By Jiniya Afroze
DHAKA – It is already apparent that the impact of the COVID-19 pandemic will be uneven, with poorer countries bearing the brunt of the fallout. This includes the 1.2 million children in Bangladesh who are engaged in the harshest forms of child labor. In such uncertain times, these children – and millions of others elsewhere – are even more vulnerable to exploitative and hazardous work.
The reason is simple. When major global retail outlets canceled orders due to lockdown-related cutbacks, the production of low-cost fashion in much of the world came to a standstill, leaving many garment workers in the Global South without an income. Since March, Bangladesh’s exports of leather goods have declined by 22%. The country’s footwear-manufacturing industry, the world’s eighth largest, has also been affected, with exports down by 50% since the pandemic began.
With leather-goods producers facing canceled orders and restrictions to slow the transmission of COVID-19, the unregulated informal sector has become much more competitive, with factory owners targeting children as cheap labor. In the informal leather sector, children often work long hours for little or no pay, frequently doing work that is physically and psychologically harmful and dangerous jobs during the production process. But despite the risks, most children rely on such employment to support themselves and their families.
Now, tanneries are slowly resuming production, and raw materials are being channeled to factories filling new international orders, leading to a relative scarcity of materials for domestic production. This creates another opening for leather producers in the unregulated informal sector. Their ability to step in to meet domestic demand depends on the further exploitation of children.
Bangladesh does have laws and policies to address hazardous and exploitative child labor. But policy gaps exist – the Bangladesh Labor Act, for example, does not cover the informal sector.

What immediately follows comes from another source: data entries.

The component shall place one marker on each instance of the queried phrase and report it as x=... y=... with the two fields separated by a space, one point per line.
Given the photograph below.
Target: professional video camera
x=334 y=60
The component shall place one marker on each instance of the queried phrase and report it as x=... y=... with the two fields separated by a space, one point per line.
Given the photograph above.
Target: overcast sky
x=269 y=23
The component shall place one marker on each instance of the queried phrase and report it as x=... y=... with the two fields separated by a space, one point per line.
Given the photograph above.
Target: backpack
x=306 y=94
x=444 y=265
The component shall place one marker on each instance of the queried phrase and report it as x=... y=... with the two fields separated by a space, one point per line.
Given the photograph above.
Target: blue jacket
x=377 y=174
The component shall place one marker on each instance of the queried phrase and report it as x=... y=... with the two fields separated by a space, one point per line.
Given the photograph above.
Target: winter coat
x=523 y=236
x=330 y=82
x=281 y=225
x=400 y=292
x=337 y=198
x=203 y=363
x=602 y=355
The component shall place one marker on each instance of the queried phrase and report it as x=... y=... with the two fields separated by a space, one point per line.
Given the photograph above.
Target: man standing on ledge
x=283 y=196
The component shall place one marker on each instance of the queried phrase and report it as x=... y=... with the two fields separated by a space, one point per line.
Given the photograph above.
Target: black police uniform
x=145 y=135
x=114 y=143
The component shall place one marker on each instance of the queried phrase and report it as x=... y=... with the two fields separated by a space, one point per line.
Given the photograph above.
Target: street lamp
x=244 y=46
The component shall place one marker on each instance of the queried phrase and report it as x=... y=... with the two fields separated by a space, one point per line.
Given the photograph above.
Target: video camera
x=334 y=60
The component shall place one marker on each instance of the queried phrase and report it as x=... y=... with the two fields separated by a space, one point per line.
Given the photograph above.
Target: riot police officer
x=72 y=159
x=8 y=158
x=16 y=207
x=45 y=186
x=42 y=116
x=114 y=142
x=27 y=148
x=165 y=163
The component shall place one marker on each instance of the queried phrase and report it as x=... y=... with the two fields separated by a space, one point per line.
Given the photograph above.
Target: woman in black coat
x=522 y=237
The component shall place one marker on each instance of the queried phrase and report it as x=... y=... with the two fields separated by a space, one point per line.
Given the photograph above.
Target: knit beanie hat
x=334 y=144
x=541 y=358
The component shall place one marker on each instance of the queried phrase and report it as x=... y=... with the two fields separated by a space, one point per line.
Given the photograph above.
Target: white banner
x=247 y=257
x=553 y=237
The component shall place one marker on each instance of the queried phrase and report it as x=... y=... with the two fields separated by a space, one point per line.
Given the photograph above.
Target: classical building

Here, international brands and corporations have an opportunity to help. Global retail outlets must recognize not only the immediate financial impact of canceling orders, but also the unintended consequences for both the formal and informal sectors.
This means approaching the problem holistically, with established brands and their customers being well informed about where, how, and by whom goods are produced. Brands need to take responsibility for ensuring ethical behavior throughout their supply chain. Stricter monitoring is necessary to guarantee that all suppliers, international and local, meet the same standards in terms of labor codes and working conditions. And a transparent system is needed for tracking the sources of raw materials and ensuring that children are not used in bonded labor or working in hazardous conditions.
While plenty of initiatives to protect child workers have been undertaken in recent decades, they often fall short. Tracking the long supply chain is difficult, so a culture of violence at its origin persists, sustained by structural inequalities that constant global demand for cheap products embeds in the production process.
Having to comply with a monitoring regime would prevent suppliers from subcontracting their work to informal, often unregulated companies in which workers, including many children, labor in harmful and hazardous conditions. Responsible brands could also implement the “positive deviance” approach, publicly sharing their ethical business strategies and practices, which may encourage other brands to investigate their own practices in turn.
Furthermore, relevant government agencies, civil-society groups, and private-sector organizations must focus on enforcing existing policies and protecting children’s rights. Both international and local brands need to be held accountable regarding their duty to care for children. All businesses should adhere to a minimum-age requirement, maintain standard working hours, and guarantee safe workplace conditions. To ensure compliance, businesses employing children must have a multi-stakeholder consultation system in place, including representatives from the government, civil society, human-rights organizations, and academia, as well as social workers.
Finally, to protect children from harmful work and modern slavery in industries like leather goods requires listening to children themselves. Children are rarely involved in workplace decision-making, especially during shocks like the COVID-19 pandemic, when they are more likely to be subjected to hazardous conditions. Learning from them about their experiences at all stages of the production process can be pivotal in improving their well-being.
The pandemic has exposed the intricacies of global supply chains and the vulnerability of the people working within them. Even in normal times, children are vulnerable to exploitation by unregulated, informal firms, which will pick up business where other firms cannot. But now this risk is greater than ever.
Understanding global supply chains and the impact of sudden changes on the vulnerable people who form their links is crucial. Advocates and policymakers must devise and implement robust accountability systems to uphold the rights of the millions of children – in Bangladesh and globally – who must work.
Afroze is Country Coordinator for Bangladesh at the Child Labour: Action-Research-Innovation in South and South-Eastern Asia (CLARISSA) consortium.